Las voces, una constelación de estrellas
El elenco vocal fue el punto álgido de la velada. Julia Bullock como Theodora destacó por su timbre cálido y expresivo, capturando con delicadeza las arias más introspectivas. Su voz, de gran pureza y calidez, estuvo a la altura de las exigencias del papel, especialmente en arias introspectivas como “Angels, ever bright and fair”. Joyce DiDonato, en el papel de Irene, ofreció una actuación monumental, con un dominio técnico y emocional que impregnó cada nota de profundidad y demostró que todavía domina esa voz memorable. Iestyn Davies, como Didymus, aportó una sensibilidad exquisita con su contratenor Cristalino, especialmente en los dúos con Bullock como en “To thee, thou glorious son of worth”. Aunque inseguro en algunas arias, mostró su gran capacidad vocal durante los tres actos. Ed Lyon como Septimius, quizás el más flojo del reparto, también brilló por su energía escénica, mientras que Callum Thorpe como Valens fue imponente, con una voz grave y autoritaria que encarnaba la opresión romana con solvencia. El coro, pieza fundamental en cualquier oratorio de Händel –tiene unos cuantos–, fue manejado con gran precisión y dramatismo, mientras que la orquesta, bajo la dirección de Ivor Bolton, ofreció una interpretación histórica impecable. Bolton supo encontrar el equilibrio entre el rigor estilístico y la expresividad –al menos en la función del día 15 de noviembre–, haciendo justicia a las complejidades musicales de Händel. Lo mejor de la noche, sin duda, fue la música mágica de este gran compositor.
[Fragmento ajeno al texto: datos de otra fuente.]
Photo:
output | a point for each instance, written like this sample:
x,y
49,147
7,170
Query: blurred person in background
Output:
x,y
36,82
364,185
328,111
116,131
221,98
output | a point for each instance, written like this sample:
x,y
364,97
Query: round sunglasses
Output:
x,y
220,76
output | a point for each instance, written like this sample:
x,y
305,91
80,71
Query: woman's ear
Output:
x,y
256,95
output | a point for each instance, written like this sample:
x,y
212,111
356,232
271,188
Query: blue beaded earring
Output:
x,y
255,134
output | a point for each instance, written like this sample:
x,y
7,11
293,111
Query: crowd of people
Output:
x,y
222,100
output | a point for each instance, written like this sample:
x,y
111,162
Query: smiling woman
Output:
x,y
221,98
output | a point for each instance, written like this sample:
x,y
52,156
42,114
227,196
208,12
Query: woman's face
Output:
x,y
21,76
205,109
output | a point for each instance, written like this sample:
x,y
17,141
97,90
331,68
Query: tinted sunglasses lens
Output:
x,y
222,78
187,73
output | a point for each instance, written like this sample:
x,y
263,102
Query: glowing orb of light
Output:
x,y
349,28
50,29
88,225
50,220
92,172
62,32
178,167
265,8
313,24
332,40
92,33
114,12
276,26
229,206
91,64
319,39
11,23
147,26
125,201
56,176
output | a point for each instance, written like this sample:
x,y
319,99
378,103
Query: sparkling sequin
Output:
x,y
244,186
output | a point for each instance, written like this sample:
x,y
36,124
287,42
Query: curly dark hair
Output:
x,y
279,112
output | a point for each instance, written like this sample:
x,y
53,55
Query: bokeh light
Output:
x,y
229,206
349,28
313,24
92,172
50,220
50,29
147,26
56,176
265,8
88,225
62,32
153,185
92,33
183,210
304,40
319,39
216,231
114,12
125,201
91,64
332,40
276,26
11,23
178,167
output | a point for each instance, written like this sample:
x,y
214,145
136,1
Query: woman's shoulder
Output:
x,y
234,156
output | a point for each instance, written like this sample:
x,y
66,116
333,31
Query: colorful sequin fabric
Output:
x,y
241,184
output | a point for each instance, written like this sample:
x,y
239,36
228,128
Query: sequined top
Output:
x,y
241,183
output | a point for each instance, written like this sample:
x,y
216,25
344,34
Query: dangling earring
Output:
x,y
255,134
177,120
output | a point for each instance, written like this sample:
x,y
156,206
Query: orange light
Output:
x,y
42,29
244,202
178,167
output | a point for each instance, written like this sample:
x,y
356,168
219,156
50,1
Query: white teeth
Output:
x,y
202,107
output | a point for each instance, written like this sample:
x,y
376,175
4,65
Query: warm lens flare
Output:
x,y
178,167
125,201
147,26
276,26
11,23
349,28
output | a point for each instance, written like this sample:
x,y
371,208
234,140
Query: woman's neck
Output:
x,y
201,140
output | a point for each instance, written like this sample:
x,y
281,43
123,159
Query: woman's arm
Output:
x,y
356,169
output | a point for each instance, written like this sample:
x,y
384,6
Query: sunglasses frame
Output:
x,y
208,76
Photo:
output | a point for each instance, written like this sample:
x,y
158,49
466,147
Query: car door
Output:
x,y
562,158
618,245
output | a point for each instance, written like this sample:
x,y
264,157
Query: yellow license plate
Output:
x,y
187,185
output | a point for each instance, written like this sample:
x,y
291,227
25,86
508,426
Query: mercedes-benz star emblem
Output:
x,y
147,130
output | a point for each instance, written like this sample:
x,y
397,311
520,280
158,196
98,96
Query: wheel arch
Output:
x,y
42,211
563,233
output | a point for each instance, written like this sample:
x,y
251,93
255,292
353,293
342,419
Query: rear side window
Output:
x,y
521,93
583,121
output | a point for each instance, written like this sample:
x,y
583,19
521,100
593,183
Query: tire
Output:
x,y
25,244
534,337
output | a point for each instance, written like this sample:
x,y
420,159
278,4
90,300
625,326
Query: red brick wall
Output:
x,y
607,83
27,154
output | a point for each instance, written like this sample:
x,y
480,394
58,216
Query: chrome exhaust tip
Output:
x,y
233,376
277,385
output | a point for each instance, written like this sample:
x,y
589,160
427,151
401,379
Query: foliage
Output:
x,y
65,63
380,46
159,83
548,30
La producción de “Theodora” es un ejemplo de hasta dónde pueden llegar las reinterpretaciones en el arte. Musicalmente, fue un triunfo absoluto; vocalmente, una noche memorable. Pero escénicamente, aunque fascinante como creación independiente, no respetó el espíritu ni la narrativa de Händel. Theodora no es una heroína violenta; es una mártir que lo da todo por su fe. Nos guste o no, esa es su historia, y esa es la historia que Händel quiso contar. Cambiarla es perder la esencia de una obra profundamente conmovedora y hermosa. Katie Mitchell tiene una creatividad desbordante, pero en esta ocasión, su visión personal ha traicionado el oratorio que pretendía reinterpretar. ¿Es legítimo reescribir tan radicalmente una obra histórica, despojándola de su mensaje central, para adaptarla a sensibilidades contemporáneas? La respuesta dependerá de quién la contemple. Pero lo que es claro es que “Theodora”, tal como la concibió Händel, es un relato profundamente espiritual que no necesita reinterpretaciones extremas para seguir conmoviéndonos. Nos guste o no, la historia de “Theodora” no es la de una heroína violenta, sino la de una mártir que eligió su fe por encima de todo, hasta perder la vida. Y esa decisión, tanto en su vida como en la obra, merece ser respetada.